Representative Jim Banks, a staunch conservative with the backing of a deep-pocketed political action committee, opened his bid for an Indiana Senate seat on Tuesday with an ad highlighting his deployment to Afghanistan and issuing a broadside against “radical socialist Democrats.”

Mike Braun, who currently holds the seat and is one of the state’s two Republican senators, will run for governor next year, creating an opening that could lead to a crowded primary fight in the reliably Republican state. Mr. Banks, who recently headed the House’s Republican Study Committee, a conservative caucus that is broader and less confrontational than the House’s Freedom Caucus, turned to the Senate after he lost his bid to be whip, the No. 3 Republican position in the G.O.P.’s new House majority.

He enters the contest with the backing of the Club for Growth, a moneyed conservative political action committee that spent millions of dollars to get its preferred House and Senate candidates across the line in the November midterms. The group and its super PAC “are prepared to spend whatever it takes to help Banks secure the nomination and victory,” its president, David McIntosh, said Tuesday.
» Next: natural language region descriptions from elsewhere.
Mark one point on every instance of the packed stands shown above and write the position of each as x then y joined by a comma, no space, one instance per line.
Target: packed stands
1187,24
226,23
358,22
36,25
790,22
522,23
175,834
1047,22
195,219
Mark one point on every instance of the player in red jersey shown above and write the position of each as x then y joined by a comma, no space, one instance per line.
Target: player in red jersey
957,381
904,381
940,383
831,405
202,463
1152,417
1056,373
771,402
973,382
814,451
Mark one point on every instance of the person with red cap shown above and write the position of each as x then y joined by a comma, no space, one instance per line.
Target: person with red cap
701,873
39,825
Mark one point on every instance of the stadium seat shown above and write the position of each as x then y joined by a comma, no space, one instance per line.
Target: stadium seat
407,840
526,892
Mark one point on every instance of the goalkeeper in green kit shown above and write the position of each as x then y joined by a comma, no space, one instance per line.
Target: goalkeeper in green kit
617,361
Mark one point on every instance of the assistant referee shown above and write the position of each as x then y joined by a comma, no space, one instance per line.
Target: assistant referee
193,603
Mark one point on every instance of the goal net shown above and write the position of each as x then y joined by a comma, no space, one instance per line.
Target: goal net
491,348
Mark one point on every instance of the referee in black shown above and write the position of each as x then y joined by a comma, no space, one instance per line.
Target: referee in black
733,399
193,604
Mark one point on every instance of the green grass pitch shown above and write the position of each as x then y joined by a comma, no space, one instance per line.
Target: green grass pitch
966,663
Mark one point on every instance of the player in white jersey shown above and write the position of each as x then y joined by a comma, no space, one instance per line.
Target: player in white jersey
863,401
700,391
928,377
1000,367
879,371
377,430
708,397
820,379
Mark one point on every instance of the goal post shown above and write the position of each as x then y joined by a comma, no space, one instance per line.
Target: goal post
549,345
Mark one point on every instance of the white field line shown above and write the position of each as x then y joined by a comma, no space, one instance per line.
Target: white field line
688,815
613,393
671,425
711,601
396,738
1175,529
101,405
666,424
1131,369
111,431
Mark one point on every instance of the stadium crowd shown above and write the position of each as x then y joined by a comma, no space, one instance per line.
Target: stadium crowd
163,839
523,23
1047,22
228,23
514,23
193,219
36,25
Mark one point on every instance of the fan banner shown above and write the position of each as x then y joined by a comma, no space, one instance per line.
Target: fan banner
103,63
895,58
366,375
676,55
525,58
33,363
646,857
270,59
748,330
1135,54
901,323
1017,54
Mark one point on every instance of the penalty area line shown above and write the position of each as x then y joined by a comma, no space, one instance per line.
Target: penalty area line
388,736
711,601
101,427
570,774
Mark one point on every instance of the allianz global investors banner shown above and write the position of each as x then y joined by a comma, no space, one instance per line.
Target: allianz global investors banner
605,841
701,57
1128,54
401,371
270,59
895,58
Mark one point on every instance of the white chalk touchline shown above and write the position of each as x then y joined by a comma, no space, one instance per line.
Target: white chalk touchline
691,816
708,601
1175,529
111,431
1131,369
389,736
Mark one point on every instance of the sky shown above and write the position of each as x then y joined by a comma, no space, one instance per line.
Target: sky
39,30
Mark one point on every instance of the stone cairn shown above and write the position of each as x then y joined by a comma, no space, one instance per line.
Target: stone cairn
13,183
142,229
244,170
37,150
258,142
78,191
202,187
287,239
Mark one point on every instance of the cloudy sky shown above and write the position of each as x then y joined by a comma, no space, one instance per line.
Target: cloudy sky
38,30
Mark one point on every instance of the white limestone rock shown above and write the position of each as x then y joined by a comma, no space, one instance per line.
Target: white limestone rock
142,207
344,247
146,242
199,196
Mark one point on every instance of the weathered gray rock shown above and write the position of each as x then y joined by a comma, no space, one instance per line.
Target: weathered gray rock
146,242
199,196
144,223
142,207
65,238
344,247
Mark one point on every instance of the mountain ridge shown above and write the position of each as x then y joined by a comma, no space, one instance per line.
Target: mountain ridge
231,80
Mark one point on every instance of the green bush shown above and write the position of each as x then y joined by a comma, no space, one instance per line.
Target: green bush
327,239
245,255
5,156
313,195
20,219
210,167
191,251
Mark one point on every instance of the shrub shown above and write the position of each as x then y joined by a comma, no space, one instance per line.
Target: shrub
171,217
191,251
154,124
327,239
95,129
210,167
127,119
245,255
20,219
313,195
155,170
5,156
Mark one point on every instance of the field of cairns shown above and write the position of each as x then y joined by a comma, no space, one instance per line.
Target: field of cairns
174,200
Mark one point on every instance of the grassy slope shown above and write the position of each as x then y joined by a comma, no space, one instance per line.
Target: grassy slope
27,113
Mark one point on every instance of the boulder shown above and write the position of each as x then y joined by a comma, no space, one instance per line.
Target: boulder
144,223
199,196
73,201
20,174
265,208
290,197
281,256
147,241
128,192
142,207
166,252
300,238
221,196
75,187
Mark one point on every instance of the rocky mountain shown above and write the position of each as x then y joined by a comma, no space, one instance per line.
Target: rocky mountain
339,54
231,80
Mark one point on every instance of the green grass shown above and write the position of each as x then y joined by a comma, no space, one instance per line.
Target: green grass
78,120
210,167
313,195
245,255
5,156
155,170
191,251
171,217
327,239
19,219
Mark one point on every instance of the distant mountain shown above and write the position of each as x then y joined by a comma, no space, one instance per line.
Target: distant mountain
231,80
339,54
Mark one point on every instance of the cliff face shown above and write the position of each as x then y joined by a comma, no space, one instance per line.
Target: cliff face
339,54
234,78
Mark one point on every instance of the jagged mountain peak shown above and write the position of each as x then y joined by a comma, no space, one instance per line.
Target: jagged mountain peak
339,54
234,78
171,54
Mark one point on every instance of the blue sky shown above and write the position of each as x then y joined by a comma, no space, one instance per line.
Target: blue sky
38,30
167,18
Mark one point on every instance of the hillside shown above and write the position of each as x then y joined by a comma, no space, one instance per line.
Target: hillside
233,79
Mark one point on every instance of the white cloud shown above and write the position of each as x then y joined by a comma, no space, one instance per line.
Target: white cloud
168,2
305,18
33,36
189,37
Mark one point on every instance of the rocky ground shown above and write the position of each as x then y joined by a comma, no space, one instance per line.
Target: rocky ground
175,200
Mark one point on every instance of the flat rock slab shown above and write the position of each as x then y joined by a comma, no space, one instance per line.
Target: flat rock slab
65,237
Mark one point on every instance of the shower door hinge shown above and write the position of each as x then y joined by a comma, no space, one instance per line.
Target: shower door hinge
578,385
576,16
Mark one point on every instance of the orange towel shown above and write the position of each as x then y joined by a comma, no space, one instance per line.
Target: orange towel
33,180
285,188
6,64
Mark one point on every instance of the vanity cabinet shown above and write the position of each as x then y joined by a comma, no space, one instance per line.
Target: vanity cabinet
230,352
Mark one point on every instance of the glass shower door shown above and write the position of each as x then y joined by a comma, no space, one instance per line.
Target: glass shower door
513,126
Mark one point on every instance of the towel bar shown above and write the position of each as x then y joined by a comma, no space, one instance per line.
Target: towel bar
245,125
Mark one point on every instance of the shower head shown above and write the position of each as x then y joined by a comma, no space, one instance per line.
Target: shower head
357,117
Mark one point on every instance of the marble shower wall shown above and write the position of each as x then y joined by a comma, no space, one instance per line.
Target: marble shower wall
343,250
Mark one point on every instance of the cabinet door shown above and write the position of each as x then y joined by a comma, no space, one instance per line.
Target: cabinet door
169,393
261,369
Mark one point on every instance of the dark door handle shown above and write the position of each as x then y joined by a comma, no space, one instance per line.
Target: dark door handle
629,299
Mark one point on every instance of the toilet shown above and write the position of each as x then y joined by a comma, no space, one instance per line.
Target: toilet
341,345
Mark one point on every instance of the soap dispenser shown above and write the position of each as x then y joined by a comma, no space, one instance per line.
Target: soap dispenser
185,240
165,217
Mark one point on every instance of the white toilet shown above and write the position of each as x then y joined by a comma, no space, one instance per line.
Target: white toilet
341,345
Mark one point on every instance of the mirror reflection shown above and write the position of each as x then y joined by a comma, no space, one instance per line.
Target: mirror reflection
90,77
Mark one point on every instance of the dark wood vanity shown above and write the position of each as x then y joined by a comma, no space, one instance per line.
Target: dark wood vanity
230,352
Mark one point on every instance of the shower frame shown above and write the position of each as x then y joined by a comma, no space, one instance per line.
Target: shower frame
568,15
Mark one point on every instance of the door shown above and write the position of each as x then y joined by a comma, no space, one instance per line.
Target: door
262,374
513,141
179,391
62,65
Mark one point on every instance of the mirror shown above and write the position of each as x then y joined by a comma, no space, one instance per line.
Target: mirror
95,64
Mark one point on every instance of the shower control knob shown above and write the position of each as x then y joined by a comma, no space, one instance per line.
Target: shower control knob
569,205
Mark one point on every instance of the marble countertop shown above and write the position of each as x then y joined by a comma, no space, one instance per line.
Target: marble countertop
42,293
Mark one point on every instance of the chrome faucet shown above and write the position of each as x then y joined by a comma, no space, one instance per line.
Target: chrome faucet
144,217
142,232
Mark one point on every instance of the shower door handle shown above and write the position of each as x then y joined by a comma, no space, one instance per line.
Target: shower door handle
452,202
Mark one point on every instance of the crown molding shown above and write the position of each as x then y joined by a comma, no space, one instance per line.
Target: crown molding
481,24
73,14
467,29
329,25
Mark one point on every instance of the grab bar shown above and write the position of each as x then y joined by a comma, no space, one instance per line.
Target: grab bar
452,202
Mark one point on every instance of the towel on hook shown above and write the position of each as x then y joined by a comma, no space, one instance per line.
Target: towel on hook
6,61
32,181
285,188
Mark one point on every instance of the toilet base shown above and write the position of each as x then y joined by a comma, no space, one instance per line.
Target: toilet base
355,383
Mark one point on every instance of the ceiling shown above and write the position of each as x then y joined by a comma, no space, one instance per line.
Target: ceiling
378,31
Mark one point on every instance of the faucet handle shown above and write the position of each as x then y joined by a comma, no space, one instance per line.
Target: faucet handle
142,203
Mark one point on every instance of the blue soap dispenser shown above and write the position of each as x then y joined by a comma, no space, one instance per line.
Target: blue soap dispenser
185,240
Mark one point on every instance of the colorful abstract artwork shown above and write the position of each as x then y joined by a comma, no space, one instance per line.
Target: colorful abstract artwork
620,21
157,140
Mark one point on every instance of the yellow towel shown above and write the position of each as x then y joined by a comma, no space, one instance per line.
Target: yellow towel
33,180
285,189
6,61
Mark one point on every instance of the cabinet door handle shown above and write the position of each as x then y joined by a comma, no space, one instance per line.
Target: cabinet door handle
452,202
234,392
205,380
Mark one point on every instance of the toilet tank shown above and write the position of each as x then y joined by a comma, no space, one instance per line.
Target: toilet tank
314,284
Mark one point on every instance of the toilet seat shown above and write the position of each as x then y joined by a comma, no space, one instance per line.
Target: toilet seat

Club for Growth is already spending money against another possible candidate, the former Indiana governor Mitch Daniels, whom it considers too conciliatory. Mr. Banks also has the endorsement of Representative Larry Bucshon, another Indiana Republican, and Senator Tom Cotton, Republican of Arkansas.

But Indiana’s current governor, Eric Holcomb, who is facing a term limit, is considering a run for the Senate, as is Representative Victoria Spartz, whose Ukrainian birth has elevated her voice in Congress.

In his announcement, Mr. Banks called himself “a small-town kid from a working-class home” with deep roots in Indiana and a record fighting overseas and in Congress for “conservative Hoosier values.” He threw in a nod to former President Donald J. Trump, calling him “the strongest president in my lifetime.”

Mr. Braun, a businessman who had little political experience when he ran against Senator Joe Donnelly, a Democrat, in 2018, beat him by six percentage points. His victory came two years after Representative Todd Young whipped Evan Bayh, a Democrat and former senator who had come out of retirement to try a comeback. Those defeats signaled just how difficult a Democratic comeback in the state would be.

In November, Mr. Young won re-election with nearly 59 percent of the vote.